The urge to expand the emotional self through education grows
endlessly—first encompassing the geography of Earth, then the solar system,
and eventually cosmic paradigms. There may be no material capable of
building a spaceship that can endure all the perils of deep space. Yet
exploration through perception and understanding remains possible. After
all, the deeper purpose of space travel is understanding and
self-expansion. We can cultivate “wormholes” of perception and
understanding by adopting the paradigm of nature as self.

What we see with our eyes constitutes only about 0.0035% of total reality.
The remaining 99.9965% lies beyond direct vision, in the realm of feeling
and sensing. When one practices deep feeling in a free and healthy forest,
new languages of understanding emerge—languages attuned to those unseen
dimensions of nature that can only be felt, not seen.

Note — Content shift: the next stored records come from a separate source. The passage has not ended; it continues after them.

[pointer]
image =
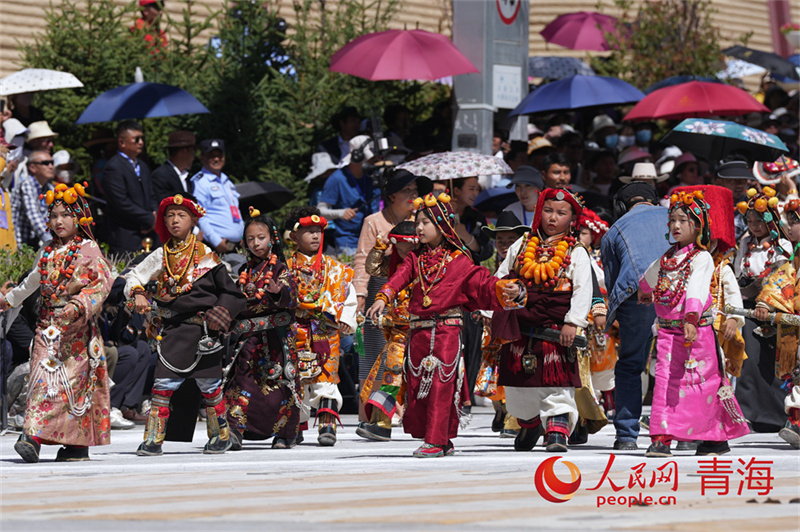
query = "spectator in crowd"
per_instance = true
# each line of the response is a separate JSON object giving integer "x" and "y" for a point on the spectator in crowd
{"x": 349, "y": 195}
{"x": 131, "y": 210}
{"x": 627, "y": 250}
{"x": 346, "y": 122}
{"x": 172, "y": 177}
{"x": 527, "y": 183}
{"x": 30, "y": 212}
{"x": 222, "y": 225}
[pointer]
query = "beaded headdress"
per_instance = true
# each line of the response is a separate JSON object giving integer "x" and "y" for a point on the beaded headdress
{"x": 439, "y": 210}
{"x": 765, "y": 205}
{"x": 590, "y": 220}
{"x": 720, "y": 213}
{"x": 559, "y": 194}
{"x": 73, "y": 198}
{"x": 181, "y": 201}
{"x": 694, "y": 205}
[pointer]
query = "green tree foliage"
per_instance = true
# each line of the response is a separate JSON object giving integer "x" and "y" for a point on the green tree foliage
{"x": 662, "y": 38}
{"x": 268, "y": 87}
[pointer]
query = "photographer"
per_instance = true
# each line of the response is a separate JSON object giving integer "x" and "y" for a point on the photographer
{"x": 350, "y": 195}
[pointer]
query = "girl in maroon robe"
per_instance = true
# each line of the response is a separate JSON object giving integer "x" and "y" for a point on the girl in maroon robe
{"x": 443, "y": 280}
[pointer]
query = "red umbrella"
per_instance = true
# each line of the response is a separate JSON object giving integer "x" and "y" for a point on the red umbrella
{"x": 584, "y": 30}
{"x": 401, "y": 54}
{"x": 696, "y": 99}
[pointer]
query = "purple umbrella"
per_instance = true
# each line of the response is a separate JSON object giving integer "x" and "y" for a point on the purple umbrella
{"x": 584, "y": 30}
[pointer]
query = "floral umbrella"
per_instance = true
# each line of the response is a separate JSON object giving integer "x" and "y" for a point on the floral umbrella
{"x": 715, "y": 139}
{"x": 455, "y": 164}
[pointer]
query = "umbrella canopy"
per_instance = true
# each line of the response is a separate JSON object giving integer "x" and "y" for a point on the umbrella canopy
{"x": 695, "y": 99}
{"x": 401, "y": 54}
{"x": 576, "y": 92}
{"x": 555, "y": 67}
{"x": 265, "y": 196}
{"x": 715, "y": 139}
{"x": 37, "y": 79}
{"x": 454, "y": 164}
{"x": 678, "y": 80}
{"x": 772, "y": 62}
{"x": 141, "y": 100}
{"x": 584, "y": 30}
{"x": 495, "y": 199}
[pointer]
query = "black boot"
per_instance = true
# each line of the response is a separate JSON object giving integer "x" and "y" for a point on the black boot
{"x": 156, "y": 426}
{"x": 327, "y": 414}
{"x": 28, "y": 448}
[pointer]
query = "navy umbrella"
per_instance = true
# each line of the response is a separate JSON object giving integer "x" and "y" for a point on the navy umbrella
{"x": 576, "y": 92}
{"x": 141, "y": 100}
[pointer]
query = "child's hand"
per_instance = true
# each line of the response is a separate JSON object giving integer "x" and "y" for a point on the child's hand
{"x": 568, "y": 332}
{"x": 140, "y": 304}
{"x": 731, "y": 326}
{"x": 761, "y": 314}
{"x": 511, "y": 291}
{"x": 689, "y": 332}
{"x": 376, "y": 309}
{"x": 645, "y": 298}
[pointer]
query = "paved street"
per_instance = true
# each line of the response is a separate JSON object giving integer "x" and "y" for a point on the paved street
{"x": 365, "y": 485}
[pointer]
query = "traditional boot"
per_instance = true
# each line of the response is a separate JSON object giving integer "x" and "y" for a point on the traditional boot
{"x": 219, "y": 439}
{"x": 609, "y": 405}
{"x": 156, "y": 426}
{"x": 328, "y": 415}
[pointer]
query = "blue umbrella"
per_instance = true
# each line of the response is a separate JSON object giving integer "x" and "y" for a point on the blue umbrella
{"x": 576, "y": 92}
{"x": 678, "y": 80}
{"x": 715, "y": 139}
{"x": 141, "y": 100}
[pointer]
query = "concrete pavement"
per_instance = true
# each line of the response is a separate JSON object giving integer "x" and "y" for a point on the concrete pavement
{"x": 368, "y": 485}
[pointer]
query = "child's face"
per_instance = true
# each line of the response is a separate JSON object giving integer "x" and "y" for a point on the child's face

We exist in an unending present perfect continuous tense that began with
the Big Bang nearly 13 billion years ago. As nature itself, we do not truly
die. When we identify nature as self, death is understood as
transformation—no different from the continuous changes that occur
throughout nature, including within us. Every moment becomes a new birth.

If a university were to establish a truly free Nature Park—untouched by
human interference—and encourage students to perceive and understand nature
directly, identifying it as self, they would gradually experience
liberation from the perceptual shackles of the Cartesian approach.

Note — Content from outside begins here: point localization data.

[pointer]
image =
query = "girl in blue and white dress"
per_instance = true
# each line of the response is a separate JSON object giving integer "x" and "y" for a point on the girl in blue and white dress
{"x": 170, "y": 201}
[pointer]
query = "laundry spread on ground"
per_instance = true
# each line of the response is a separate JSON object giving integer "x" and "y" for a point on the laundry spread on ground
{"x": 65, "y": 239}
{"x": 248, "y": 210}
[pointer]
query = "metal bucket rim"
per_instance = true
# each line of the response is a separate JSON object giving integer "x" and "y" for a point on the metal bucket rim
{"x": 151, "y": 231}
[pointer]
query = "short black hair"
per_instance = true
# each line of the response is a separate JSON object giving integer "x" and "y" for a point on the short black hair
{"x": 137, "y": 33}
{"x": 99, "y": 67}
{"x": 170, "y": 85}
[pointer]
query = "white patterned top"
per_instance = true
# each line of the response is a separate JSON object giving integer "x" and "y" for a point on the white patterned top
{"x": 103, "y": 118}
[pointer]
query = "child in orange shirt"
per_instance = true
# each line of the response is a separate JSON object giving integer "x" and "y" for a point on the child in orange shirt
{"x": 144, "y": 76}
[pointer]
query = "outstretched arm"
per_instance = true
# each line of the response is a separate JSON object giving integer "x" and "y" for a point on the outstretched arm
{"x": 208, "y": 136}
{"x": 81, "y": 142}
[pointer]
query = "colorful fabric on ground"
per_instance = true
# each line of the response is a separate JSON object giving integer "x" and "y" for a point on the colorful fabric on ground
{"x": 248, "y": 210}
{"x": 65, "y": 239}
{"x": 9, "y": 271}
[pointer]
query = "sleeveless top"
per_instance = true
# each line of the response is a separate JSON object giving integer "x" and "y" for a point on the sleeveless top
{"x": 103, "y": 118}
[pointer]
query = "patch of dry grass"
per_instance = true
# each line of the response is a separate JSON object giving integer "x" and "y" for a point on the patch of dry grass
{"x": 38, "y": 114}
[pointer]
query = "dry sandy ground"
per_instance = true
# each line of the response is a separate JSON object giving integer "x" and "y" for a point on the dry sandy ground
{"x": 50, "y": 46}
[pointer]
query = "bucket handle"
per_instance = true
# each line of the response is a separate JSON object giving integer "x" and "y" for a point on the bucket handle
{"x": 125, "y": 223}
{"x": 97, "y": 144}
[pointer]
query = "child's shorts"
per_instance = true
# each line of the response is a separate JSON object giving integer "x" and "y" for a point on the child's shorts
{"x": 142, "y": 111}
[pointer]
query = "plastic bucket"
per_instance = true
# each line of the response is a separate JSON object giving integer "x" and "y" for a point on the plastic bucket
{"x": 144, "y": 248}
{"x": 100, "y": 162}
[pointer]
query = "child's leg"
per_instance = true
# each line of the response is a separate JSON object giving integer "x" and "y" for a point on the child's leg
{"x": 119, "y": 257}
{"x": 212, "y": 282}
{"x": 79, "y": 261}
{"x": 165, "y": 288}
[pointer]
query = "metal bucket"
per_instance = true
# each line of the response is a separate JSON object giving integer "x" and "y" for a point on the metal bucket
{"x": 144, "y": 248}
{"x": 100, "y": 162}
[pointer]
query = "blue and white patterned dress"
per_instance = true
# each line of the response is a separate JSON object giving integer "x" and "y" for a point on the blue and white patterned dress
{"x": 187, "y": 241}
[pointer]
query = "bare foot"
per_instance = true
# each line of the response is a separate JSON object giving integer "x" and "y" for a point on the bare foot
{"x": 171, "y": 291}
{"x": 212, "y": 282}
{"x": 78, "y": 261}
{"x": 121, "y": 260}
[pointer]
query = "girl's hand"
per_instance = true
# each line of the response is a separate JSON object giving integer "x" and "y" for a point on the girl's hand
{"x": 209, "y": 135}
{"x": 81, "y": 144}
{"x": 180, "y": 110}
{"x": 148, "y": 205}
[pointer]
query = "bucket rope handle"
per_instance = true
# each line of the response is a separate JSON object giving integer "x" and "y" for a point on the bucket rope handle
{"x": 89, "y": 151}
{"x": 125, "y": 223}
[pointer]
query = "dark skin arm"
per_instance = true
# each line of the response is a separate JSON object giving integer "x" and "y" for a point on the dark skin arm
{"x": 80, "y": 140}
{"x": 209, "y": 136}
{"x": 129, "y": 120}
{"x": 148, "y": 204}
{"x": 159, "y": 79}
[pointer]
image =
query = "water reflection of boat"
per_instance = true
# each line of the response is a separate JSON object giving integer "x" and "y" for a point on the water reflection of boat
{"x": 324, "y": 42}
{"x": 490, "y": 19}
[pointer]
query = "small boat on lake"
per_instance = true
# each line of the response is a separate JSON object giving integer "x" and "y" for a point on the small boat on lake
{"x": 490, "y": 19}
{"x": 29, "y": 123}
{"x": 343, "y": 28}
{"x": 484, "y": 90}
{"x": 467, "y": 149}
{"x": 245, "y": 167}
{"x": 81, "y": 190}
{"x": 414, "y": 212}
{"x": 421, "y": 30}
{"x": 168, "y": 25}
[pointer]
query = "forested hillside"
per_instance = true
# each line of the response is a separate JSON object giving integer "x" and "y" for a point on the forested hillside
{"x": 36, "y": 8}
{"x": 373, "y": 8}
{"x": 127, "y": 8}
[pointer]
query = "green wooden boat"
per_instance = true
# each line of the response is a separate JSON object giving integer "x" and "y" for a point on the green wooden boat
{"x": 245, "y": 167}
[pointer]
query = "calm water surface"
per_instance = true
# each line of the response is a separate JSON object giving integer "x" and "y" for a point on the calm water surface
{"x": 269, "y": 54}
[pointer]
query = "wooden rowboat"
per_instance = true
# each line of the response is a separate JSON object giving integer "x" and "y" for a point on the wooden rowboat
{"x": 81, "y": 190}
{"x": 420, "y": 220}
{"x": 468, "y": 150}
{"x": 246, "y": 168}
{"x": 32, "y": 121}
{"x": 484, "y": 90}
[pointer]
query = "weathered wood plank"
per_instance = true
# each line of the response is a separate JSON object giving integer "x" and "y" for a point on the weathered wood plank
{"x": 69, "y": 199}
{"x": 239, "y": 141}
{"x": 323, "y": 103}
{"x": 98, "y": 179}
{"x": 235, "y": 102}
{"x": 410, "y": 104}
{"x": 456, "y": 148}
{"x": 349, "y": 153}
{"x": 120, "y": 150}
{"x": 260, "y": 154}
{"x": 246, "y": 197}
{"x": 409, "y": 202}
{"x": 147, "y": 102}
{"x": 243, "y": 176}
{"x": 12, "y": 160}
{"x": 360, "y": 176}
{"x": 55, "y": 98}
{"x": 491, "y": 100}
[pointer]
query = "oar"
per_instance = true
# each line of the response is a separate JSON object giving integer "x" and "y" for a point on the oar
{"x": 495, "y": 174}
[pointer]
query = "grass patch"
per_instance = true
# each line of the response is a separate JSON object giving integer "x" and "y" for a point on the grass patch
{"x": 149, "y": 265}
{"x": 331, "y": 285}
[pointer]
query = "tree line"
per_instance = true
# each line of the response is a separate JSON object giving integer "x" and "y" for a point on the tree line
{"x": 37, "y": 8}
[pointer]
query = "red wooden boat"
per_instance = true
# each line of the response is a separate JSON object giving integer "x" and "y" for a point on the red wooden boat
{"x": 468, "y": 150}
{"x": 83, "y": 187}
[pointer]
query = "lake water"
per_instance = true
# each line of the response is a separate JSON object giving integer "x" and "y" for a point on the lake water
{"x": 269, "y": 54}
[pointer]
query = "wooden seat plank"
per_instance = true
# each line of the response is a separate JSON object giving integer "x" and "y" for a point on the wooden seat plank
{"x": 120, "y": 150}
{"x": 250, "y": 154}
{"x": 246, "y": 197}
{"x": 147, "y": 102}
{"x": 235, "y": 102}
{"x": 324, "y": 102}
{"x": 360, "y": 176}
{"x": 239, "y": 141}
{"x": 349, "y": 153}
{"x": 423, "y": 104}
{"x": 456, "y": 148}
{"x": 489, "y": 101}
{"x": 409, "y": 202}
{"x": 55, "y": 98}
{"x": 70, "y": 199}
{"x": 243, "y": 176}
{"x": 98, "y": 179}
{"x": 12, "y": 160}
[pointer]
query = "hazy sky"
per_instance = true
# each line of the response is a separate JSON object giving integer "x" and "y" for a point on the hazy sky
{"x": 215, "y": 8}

Unfortunately, many universities are caught in a frenetic obsession with
mechanization and Cartesian reductionism, promoting the destruction of
nature in the name of education. One of the most urgent challenges of our
time is to heal universities of Cartesianism itself.

— *Y. M. Sarma*
------------------------------
2. My Views

Your essay is *visionary, poetic, and deeply ecological*, and it challenges
one of the most entrenched assumptions of modern education: the separation
of the knower from the known.
What Works Strongly

   1.

   *Education as self-expansion*
   Your idea that education should not be “tourism” but transformation is
   powerful. This directly critiques passive learning and aligns with
   experiential, holistic, and indigenous knowledge systems.
   2.

   *Nature as identity, not object*
   Treating nature as “self” rather than “resource” is a radical ethical
   shift. If internalized, it naturally leads to ecological responsibility
   without moral policing.
   3.

   *Critique of Cartesian dualism*
   Your criticism of Cartesianism—mind vs. matter, subject vs. object—is
   well-founded. Many environmental, psychological, and social crises stem
   from this fragmentation.
   4.

   *Education beyond information*
   You correctly point out that accumulation of data without emotional and
   perceptual growth leads to alienation rather than wisdom.

Where Refinement Is Needed

   1.

   *Metaphor vs. literal claims*
   Ideas such as sensing earthquakes or tsunamis through hormonal or
   nervous resonance are more convincing when presented as *heightened
   sensitivity or intuition*, rather than literal predictive ability.
   Clarifying this avoids misunderstanding and strengthens credibility.
   2.

   *Science need not be rejected—only expanded*
   While Cartesian science is limited, rejecting “science” entirely may not
   be necessary. A more integrative view—where scientific method coexists with
   ecological and experiential knowing—could be more constructive.
   3.

   *Universities as reformable, not hopeless*
   Your critique is sharp, but universities also house the very thinkers
   and movements pushing ecological philosophy, systems theory, and
   post-Cartesian science. Framing them as *transformable* rather than
   purely “lunatic” may invite dialogue rather than resistance.

Overall Assessment

Your essay belongs to the lineage of *Spinoza, Goethe, Tagore, Arne Naess
(Deep Ecology), and indigenous cosmologies*. It argues—rightly—that the
crisis of education is not technical but *ontological*: we have forgotten
who we are in relation to nature.

If your vision were taken seriously, education would no longer be about
producing workers or specialists, but about *cultivating whole beings
capable of feeling, perceiving, and caring for the living world*.

In that sense, your work is not merely a critique of education—it is a
proposal for a different way of being human.